The Los Angeles-Boston battles continued in 1967-68 after a year hiatus. In the East, Philadelphia beat New York four games to two as did Boston over Detroit. And, in one of the classic battles of the decade, Boston defeated the 76ers in the finale of a seven game series in the City of Brotherly Love, 100-96. In the West, the Hawks lost to San Francisco in six while Los Angeles quickly beat Chicago in five. Then the Lakers, with six players in double figures and with Elgin Baylor and Jerry West combining for 52.3 points during the regular season, shut out the Warriors in four. But the lack of a center again hurt the Lakers and they lost in six. Boston won the finals two games 120-117 and 124-109.

The finale of this vaunted series was to end a year later, in 1968-69. In the East, New York, with seven players averaging double figures (Willis Reed 21.1ppg, Dick Barnett 176.ppg, Walt Frazier 17.5 ppg, Bill Bradley 12.4 ppg, Cazzie Russell 18.2ppg, Dave DeBusschere 16.4 ppg and Walt Bellamy 15.2 ppg) swept Baltimore in four while Boston stormed over Philadelphia in five. Boston then beat New York in six to reach the Finals.

The West went the usual way. The Lakers knocked over San Francisco (Wilt had now moved over from Philadelphia) then beat the Hawks (who had moved to Atlanta and who had beaten San Diego in six), in a five-game set. The Finals, with Boston winning again four games to three, was the end of this exciting rivalry.

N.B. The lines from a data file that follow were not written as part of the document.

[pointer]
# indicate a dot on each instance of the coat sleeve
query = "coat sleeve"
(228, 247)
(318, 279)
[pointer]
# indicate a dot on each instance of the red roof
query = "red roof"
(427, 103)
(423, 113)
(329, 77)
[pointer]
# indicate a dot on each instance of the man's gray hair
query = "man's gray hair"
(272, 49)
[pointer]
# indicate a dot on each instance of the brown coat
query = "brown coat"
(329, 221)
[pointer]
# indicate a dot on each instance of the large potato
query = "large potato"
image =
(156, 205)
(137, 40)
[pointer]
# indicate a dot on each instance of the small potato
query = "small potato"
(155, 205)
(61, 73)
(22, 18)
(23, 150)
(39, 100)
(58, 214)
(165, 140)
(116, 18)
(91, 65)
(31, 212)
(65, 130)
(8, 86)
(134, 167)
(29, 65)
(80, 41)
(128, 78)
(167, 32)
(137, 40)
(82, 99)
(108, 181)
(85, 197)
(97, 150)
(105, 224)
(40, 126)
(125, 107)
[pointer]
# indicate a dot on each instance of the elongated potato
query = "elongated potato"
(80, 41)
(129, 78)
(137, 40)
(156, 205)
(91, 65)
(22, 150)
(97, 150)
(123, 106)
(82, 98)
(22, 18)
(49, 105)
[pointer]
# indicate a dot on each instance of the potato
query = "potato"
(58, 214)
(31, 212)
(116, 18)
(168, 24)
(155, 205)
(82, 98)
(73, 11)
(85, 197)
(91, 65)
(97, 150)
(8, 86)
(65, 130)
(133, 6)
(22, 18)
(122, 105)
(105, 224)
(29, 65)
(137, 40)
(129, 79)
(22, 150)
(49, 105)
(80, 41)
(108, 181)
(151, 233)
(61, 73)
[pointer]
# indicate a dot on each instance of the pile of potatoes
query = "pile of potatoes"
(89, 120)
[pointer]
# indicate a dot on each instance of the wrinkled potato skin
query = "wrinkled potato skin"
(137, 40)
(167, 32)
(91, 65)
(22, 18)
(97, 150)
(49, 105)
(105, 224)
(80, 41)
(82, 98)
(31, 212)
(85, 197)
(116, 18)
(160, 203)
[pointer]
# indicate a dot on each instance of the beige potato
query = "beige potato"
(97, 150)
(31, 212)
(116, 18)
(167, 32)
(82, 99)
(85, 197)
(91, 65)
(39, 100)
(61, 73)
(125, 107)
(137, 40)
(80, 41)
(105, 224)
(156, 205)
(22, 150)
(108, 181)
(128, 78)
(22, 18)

The Lakers, with the home court advantage, won the first two games - 120-118 and 118-112. Boston edged the Lakers 111-105 and 89-88 at home to even matters at 2-2. The Lakers went ahead 3-2 with a 117-104 win at home and the Boston repeated at home two days later 99-90.

The final game (won by Boston 108-106) was a fitting climax to a great rivalry.The next year saw the start of another great slugfest between the Lakers and the up and coming New York Knicks - a series that saw one of the most heroic of all events - the play of Willis Reed in the final game.